Leonard SS2019 Collection takes us on yet another journey, to explore and endlessly rethink the notion of French elegance.
She has wide pockets, platform sandals and is ready to go. The Leonard woman as seen by Christine Phung has left everything to discover the landscape of Masai Mara, at the frontier of Kenya and Tanzania, a childhood dream of hers.
Clad in a cotton gabardine, a clay leather jumpsuit, a Saharienne in Klein blue, or a destructed suit, she feels both lonely and profoundly energized.
The sun has burned the earth, and mirages smile at her from afar. Bathed in the shadows of Acacias, she gazes at buffalos, zebras, rhinos and lions.
The aesthetic choc is followed by an identitary one. She meets women from the Masai region, and detects a radically different relation to ornamentation.
Every piece of jewelry is a sign of belonging and never fragility. These designs envelop her neck and ear lobes; they even inspire her to create an adornment in braided silk.
This questioning is reflected in the outfits, with gradually blurry silhouettes.
Dresses are asymmetrical, semi-pleated, adorned with the Leonard flower in tender, moiré pink.
Drapes are warmed up with embroided impressions of a setting sun evoking pointillism.

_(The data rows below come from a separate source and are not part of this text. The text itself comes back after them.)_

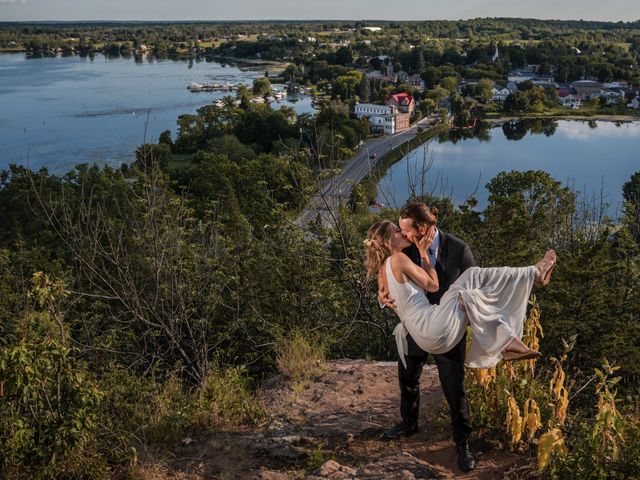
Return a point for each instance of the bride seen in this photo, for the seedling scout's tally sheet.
(492, 300)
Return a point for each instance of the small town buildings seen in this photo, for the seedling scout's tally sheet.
(403, 102)
(415, 80)
(570, 100)
(519, 76)
(585, 88)
(499, 94)
(403, 121)
(382, 118)
(387, 119)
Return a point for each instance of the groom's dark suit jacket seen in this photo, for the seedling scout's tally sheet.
(454, 257)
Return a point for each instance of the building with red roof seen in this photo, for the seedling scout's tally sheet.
(402, 101)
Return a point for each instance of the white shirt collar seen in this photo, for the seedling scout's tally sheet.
(436, 241)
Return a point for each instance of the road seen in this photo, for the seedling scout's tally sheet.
(335, 191)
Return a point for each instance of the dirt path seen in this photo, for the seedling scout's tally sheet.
(331, 430)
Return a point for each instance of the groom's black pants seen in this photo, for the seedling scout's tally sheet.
(451, 372)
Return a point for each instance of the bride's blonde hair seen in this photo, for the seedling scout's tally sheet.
(377, 246)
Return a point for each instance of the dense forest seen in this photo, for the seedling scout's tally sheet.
(144, 303)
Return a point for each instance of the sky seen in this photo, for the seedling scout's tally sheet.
(205, 10)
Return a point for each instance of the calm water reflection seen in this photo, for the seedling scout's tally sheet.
(583, 155)
(66, 110)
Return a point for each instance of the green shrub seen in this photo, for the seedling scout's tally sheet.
(299, 358)
(48, 411)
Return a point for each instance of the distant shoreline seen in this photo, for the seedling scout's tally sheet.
(595, 118)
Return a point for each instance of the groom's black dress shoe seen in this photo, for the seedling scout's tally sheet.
(465, 459)
(400, 430)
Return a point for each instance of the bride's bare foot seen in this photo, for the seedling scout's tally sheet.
(517, 350)
(545, 267)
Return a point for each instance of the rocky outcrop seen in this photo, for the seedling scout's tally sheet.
(331, 429)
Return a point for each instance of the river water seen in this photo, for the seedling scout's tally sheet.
(592, 158)
(60, 111)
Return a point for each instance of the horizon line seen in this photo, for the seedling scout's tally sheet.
(313, 20)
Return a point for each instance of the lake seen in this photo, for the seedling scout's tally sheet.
(582, 155)
(60, 111)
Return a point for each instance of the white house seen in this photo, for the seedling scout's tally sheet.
(381, 117)
(571, 101)
(499, 94)
(612, 96)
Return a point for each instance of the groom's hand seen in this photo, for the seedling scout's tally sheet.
(384, 300)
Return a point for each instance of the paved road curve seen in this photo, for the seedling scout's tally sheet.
(336, 190)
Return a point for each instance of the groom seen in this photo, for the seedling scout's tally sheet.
(451, 256)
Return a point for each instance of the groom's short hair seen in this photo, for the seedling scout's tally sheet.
(420, 213)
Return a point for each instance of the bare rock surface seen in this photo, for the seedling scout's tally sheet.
(332, 430)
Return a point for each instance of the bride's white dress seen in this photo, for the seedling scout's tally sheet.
(495, 301)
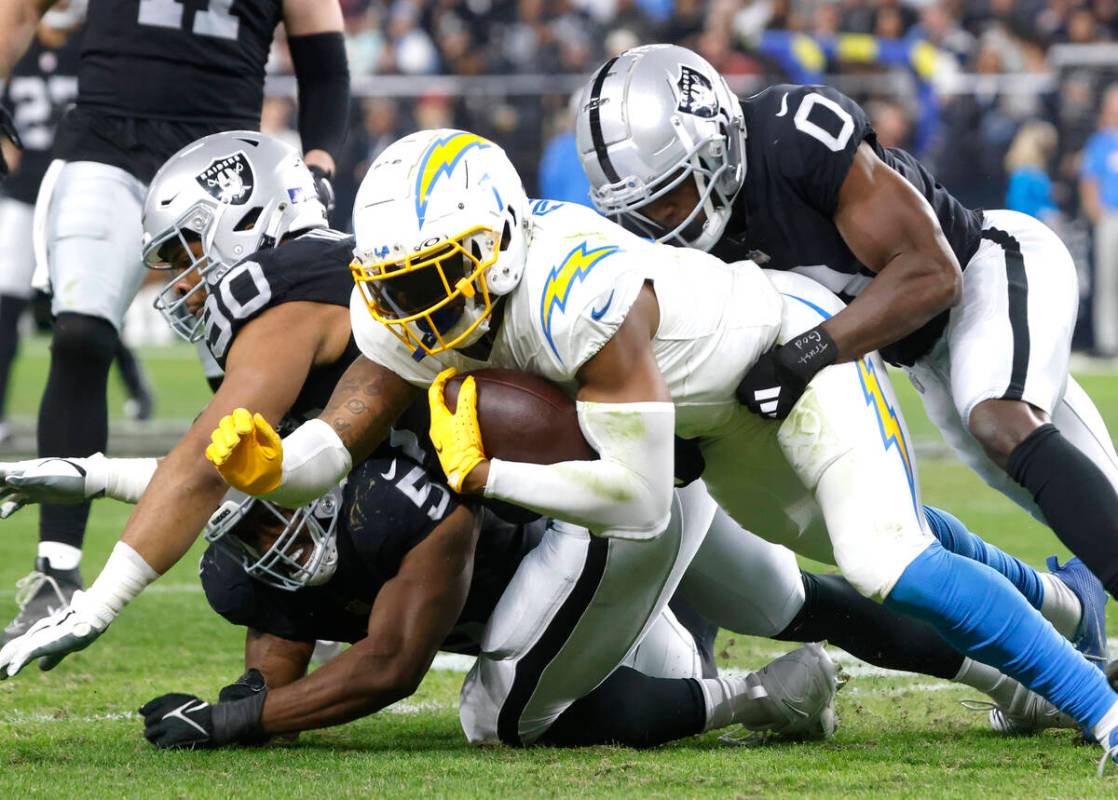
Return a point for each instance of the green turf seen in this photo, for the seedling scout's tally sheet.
(73, 732)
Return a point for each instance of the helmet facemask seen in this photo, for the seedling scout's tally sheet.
(304, 552)
(716, 167)
(176, 249)
(437, 297)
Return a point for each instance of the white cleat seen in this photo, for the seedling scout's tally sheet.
(1025, 714)
(793, 698)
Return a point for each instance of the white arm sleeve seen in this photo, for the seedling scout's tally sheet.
(126, 478)
(314, 459)
(626, 493)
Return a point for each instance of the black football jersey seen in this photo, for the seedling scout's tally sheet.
(801, 142)
(43, 85)
(189, 60)
(390, 505)
(312, 267)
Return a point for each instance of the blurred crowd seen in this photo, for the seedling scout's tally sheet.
(974, 88)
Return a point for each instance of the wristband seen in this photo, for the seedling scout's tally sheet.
(124, 575)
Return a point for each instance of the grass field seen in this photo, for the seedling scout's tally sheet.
(74, 732)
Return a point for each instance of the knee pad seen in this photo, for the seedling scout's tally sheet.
(84, 340)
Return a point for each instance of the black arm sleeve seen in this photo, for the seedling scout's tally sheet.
(322, 74)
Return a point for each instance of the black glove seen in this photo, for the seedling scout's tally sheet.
(775, 382)
(323, 187)
(185, 721)
(8, 129)
(247, 685)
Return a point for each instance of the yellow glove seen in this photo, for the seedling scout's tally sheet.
(456, 437)
(247, 453)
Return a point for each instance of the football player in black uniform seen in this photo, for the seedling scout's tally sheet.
(276, 318)
(154, 76)
(396, 565)
(41, 86)
(977, 306)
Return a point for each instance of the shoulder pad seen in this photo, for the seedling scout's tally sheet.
(807, 135)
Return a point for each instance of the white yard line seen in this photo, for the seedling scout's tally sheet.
(153, 589)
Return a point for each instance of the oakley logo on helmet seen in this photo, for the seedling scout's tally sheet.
(697, 94)
(228, 179)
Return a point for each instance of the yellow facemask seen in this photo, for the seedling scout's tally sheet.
(424, 297)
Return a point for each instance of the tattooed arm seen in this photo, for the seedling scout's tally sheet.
(366, 402)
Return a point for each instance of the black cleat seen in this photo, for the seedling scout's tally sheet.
(40, 593)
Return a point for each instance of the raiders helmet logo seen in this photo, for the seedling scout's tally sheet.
(697, 94)
(228, 179)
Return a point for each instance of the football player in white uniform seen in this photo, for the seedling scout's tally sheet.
(736, 580)
(978, 306)
(652, 341)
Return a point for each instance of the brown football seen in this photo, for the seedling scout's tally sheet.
(524, 418)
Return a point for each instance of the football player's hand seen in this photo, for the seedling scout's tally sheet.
(8, 130)
(324, 187)
(247, 453)
(53, 638)
(456, 436)
(62, 481)
(180, 720)
(778, 379)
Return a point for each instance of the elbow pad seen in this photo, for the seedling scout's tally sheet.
(625, 494)
(322, 75)
(314, 460)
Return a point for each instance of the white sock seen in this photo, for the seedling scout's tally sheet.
(1104, 726)
(719, 694)
(62, 556)
(1060, 606)
(987, 679)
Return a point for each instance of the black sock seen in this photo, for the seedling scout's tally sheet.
(1076, 497)
(633, 710)
(833, 610)
(131, 372)
(11, 308)
(74, 412)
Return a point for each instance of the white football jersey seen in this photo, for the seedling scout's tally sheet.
(581, 276)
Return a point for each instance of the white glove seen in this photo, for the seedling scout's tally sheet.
(72, 481)
(63, 481)
(50, 639)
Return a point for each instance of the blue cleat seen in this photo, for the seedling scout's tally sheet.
(1090, 638)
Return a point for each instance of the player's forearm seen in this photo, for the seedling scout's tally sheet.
(359, 682)
(906, 295)
(281, 662)
(179, 501)
(18, 21)
(626, 493)
(365, 405)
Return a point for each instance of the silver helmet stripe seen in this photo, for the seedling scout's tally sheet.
(595, 120)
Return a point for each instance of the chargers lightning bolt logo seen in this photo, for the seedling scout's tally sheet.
(575, 266)
(889, 425)
(441, 159)
(888, 422)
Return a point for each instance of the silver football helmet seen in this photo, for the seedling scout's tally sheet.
(216, 201)
(243, 521)
(647, 121)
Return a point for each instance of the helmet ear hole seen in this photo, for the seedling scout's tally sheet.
(248, 221)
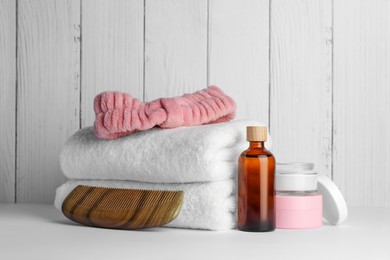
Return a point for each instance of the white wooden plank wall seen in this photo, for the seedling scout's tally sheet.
(112, 50)
(48, 93)
(325, 101)
(301, 81)
(239, 53)
(7, 99)
(175, 47)
(362, 101)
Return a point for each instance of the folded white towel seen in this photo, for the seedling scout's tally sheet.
(205, 205)
(179, 155)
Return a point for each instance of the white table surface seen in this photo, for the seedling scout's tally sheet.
(41, 232)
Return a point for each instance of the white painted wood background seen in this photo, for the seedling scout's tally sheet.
(316, 71)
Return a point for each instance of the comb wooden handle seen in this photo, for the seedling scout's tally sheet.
(121, 208)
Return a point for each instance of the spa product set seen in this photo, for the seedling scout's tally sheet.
(173, 162)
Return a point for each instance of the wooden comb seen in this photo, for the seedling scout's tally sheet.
(121, 208)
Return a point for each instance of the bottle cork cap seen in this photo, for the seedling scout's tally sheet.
(256, 133)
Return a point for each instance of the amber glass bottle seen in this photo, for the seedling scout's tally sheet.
(256, 193)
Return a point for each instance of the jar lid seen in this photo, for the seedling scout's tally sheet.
(295, 176)
(295, 167)
(335, 208)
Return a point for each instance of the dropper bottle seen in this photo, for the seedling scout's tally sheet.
(256, 193)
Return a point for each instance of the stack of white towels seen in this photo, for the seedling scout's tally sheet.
(199, 160)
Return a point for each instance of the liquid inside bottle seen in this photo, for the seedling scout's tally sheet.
(256, 193)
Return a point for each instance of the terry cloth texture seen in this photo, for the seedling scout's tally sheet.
(179, 155)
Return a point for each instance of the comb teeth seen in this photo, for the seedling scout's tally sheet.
(121, 208)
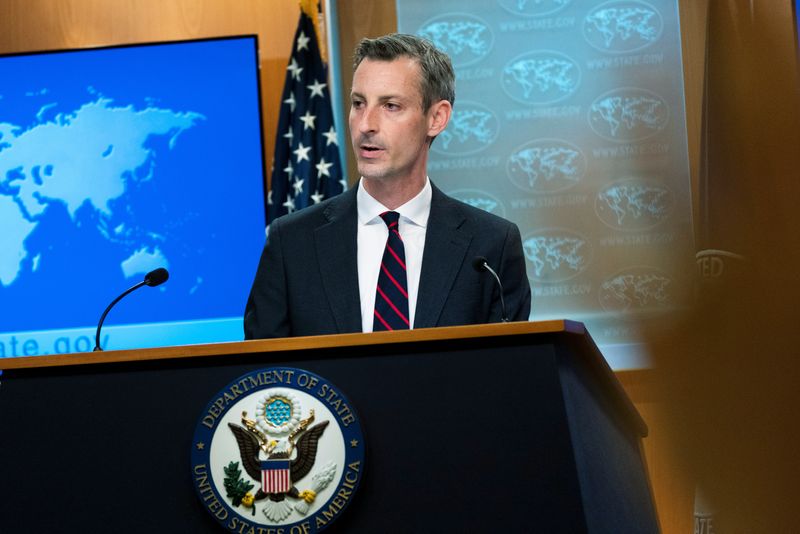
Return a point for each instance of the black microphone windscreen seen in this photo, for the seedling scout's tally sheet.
(156, 277)
(479, 264)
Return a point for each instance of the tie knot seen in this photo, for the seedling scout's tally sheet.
(390, 218)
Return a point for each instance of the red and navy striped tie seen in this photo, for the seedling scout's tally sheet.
(391, 299)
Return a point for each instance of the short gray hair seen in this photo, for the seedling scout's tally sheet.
(437, 78)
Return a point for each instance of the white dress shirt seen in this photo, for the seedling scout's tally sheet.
(372, 236)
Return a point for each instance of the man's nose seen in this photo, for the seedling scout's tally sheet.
(368, 120)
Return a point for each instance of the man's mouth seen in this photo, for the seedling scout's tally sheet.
(370, 150)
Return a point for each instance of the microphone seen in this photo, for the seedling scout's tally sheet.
(153, 278)
(480, 264)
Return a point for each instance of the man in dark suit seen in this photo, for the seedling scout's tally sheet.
(394, 232)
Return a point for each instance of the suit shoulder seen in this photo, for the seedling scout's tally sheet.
(316, 214)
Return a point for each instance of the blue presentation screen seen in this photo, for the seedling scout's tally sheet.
(116, 161)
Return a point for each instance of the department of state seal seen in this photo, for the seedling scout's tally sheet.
(277, 448)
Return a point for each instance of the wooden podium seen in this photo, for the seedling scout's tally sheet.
(518, 427)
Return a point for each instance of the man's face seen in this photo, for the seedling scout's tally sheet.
(388, 128)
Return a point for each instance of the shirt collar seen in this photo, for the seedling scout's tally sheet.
(415, 211)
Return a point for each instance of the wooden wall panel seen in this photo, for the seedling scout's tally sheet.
(356, 20)
(32, 25)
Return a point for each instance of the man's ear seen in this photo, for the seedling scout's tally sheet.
(438, 117)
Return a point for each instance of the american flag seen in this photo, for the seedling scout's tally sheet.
(276, 476)
(306, 168)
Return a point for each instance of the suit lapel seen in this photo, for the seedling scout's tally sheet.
(336, 244)
(446, 244)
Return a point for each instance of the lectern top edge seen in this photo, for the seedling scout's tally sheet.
(296, 343)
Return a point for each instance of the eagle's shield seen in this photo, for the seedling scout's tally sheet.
(276, 476)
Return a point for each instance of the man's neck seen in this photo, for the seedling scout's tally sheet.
(395, 192)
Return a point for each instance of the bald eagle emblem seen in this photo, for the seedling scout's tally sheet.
(278, 449)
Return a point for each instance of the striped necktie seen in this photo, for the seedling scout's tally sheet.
(391, 298)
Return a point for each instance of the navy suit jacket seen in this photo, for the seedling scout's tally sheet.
(307, 279)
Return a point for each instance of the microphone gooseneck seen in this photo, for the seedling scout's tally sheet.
(480, 264)
(153, 278)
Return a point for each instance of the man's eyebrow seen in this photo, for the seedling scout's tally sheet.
(381, 98)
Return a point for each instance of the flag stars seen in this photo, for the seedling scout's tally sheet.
(302, 152)
(322, 168)
(308, 120)
(291, 101)
(330, 136)
(302, 41)
(296, 70)
(316, 89)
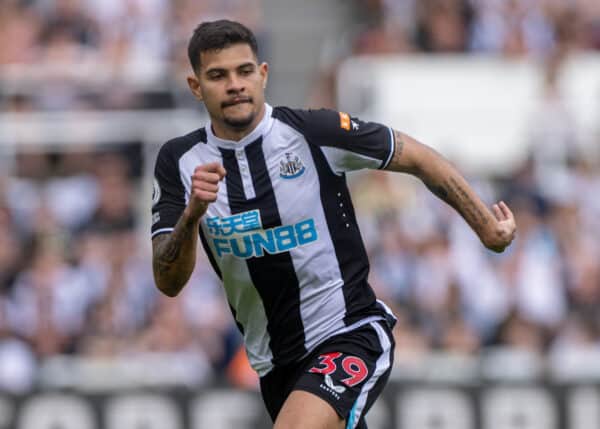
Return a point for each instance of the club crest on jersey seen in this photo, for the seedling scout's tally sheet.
(291, 167)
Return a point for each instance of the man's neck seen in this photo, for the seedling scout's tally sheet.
(222, 131)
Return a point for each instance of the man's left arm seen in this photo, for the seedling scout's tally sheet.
(496, 228)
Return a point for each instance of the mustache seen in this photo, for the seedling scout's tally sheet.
(236, 100)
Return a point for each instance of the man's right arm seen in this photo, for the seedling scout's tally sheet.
(174, 253)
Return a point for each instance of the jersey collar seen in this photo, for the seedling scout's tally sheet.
(261, 129)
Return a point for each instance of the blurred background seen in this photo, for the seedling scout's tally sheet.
(509, 90)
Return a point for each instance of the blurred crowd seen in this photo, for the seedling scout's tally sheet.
(540, 29)
(75, 266)
(104, 54)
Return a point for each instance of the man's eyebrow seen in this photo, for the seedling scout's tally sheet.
(215, 70)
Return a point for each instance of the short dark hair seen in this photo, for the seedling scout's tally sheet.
(214, 35)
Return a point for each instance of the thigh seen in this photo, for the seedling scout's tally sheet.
(304, 410)
(349, 371)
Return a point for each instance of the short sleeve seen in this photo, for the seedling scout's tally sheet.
(168, 193)
(349, 143)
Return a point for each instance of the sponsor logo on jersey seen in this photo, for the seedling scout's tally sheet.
(155, 192)
(345, 121)
(290, 167)
(243, 236)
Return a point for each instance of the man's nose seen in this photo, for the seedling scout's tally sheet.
(235, 84)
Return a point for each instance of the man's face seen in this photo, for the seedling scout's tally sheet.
(231, 83)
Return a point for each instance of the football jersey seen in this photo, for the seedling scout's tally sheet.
(282, 235)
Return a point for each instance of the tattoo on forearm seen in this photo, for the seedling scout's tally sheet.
(399, 146)
(454, 194)
(168, 248)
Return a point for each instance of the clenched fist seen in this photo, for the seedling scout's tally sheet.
(505, 228)
(205, 186)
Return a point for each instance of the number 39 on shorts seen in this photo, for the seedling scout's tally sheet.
(354, 367)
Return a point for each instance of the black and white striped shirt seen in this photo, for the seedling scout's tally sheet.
(282, 234)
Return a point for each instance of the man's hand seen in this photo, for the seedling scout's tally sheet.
(205, 186)
(505, 228)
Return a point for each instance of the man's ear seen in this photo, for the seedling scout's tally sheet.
(194, 85)
(263, 69)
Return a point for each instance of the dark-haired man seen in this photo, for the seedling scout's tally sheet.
(264, 188)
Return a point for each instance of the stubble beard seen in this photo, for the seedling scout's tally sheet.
(239, 123)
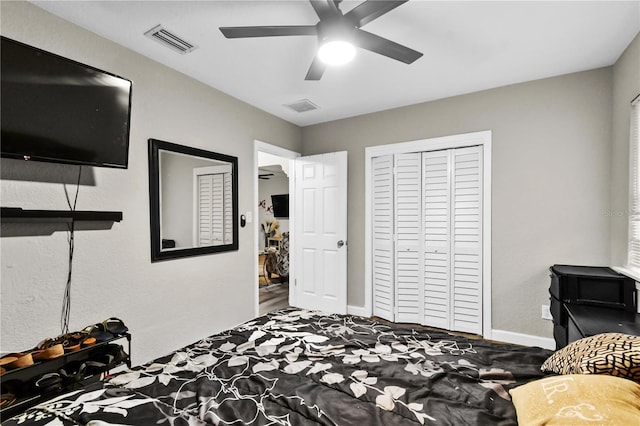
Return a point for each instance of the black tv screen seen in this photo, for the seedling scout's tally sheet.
(280, 205)
(59, 110)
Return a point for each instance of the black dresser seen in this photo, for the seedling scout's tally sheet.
(599, 294)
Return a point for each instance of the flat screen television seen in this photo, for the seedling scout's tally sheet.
(280, 205)
(59, 110)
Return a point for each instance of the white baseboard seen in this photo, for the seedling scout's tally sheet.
(357, 310)
(523, 339)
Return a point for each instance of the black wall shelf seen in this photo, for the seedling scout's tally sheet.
(17, 214)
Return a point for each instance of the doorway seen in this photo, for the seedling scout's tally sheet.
(272, 225)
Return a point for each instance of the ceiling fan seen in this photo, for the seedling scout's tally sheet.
(338, 30)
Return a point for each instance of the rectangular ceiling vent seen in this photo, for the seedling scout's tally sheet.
(303, 105)
(164, 36)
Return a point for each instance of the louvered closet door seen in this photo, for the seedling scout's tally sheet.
(382, 222)
(408, 230)
(436, 168)
(466, 206)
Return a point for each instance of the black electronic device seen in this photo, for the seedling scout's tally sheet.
(59, 110)
(280, 206)
(591, 286)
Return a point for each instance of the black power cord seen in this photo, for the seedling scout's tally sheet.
(66, 300)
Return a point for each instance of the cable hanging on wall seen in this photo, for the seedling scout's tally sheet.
(66, 300)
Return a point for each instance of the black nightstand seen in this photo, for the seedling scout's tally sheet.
(585, 320)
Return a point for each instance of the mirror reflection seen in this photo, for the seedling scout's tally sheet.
(193, 200)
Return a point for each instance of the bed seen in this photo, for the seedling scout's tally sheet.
(299, 367)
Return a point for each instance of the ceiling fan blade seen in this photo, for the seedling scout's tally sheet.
(325, 9)
(370, 10)
(268, 31)
(316, 69)
(385, 47)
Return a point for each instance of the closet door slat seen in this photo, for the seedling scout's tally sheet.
(383, 227)
(408, 229)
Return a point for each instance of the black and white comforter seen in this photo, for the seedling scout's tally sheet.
(297, 367)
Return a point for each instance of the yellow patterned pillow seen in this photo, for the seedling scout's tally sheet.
(577, 399)
(615, 354)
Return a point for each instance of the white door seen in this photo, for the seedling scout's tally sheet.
(382, 194)
(320, 234)
(432, 202)
(408, 229)
(436, 169)
(466, 240)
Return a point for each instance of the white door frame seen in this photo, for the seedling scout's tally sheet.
(259, 146)
(447, 142)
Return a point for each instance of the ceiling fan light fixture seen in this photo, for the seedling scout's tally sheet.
(336, 52)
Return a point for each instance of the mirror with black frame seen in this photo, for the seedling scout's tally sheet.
(193, 198)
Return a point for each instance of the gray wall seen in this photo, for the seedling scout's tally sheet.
(550, 180)
(626, 86)
(166, 304)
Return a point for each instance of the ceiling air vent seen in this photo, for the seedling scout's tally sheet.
(303, 105)
(170, 40)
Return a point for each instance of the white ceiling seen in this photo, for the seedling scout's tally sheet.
(468, 47)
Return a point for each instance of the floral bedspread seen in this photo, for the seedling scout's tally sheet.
(298, 367)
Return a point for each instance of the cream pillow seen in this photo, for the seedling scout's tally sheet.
(578, 399)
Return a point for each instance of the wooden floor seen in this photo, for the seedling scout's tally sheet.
(273, 297)
(273, 293)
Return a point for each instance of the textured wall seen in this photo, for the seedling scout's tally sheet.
(166, 304)
(626, 86)
(550, 179)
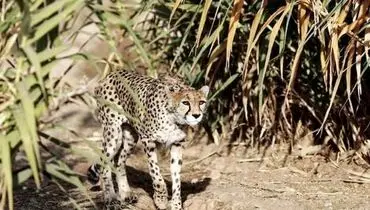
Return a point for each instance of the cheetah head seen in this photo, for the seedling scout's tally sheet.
(189, 105)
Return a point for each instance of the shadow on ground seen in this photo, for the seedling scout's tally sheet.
(52, 196)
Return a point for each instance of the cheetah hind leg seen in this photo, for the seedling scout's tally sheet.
(129, 141)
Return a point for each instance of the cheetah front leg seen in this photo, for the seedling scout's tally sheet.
(160, 189)
(176, 163)
(129, 141)
(112, 134)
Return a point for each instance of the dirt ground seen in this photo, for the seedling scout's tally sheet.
(214, 176)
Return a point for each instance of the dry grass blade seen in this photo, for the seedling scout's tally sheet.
(304, 18)
(251, 44)
(252, 34)
(175, 6)
(234, 20)
(272, 38)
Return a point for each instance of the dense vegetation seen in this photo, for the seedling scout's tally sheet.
(273, 68)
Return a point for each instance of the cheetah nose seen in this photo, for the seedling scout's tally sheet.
(196, 116)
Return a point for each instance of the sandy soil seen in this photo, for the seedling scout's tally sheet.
(214, 176)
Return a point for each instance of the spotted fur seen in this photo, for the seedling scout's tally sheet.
(131, 107)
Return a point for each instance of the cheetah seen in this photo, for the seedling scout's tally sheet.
(133, 107)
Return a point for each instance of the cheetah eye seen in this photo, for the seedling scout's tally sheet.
(186, 103)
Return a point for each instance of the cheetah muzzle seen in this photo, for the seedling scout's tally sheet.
(151, 110)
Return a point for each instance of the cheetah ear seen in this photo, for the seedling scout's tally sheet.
(205, 90)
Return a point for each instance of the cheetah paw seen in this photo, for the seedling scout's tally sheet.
(176, 205)
(129, 197)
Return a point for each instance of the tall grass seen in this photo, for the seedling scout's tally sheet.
(273, 65)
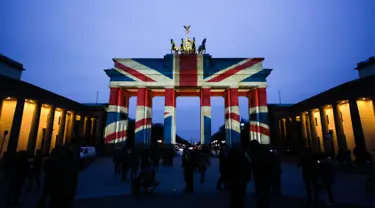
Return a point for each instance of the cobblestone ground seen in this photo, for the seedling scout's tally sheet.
(98, 188)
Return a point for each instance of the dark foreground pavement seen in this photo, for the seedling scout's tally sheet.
(214, 200)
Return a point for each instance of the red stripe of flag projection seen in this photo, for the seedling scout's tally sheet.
(187, 72)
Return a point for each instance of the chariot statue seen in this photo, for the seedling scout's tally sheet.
(188, 45)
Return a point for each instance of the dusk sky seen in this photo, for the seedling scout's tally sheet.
(311, 45)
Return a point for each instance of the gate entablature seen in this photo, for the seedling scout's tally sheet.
(187, 72)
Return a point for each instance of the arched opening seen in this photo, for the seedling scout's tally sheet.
(27, 118)
(157, 129)
(346, 119)
(366, 113)
(6, 119)
(188, 118)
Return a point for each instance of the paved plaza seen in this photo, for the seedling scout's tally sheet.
(98, 188)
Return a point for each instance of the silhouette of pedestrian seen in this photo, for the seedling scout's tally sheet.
(222, 168)
(310, 175)
(117, 162)
(261, 169)
(188, 165)
(124, 163)
(237, 175)
(19, 172)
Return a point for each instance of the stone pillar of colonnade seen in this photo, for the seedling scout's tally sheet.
(48, 136)
(304, 132)
(170, 116)
(232, 118)
(16, 125)
(314, 139)
(328, 144)
(117, 117)
(143, 119)
(72, 127)
(258, 116)
(60, 138)
(34, 128)
(357, 126)
(205, 98)
(341, 138)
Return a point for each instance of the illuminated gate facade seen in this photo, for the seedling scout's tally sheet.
(186, 71)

Outfits are knotted, wrapped, interlaced.
This sense of duality will be her main souvenir: she has found both a desire of escapism expressed in her technical detailing of her wardrobe and a profound self-introspection, of her place and codes, symbolized in a soft blur that will never cease to shake her.
To celebrate Leonard’s sixtieth anniversary, seven «heritage» silhouettes inspired by the Maison’s archives will close the show.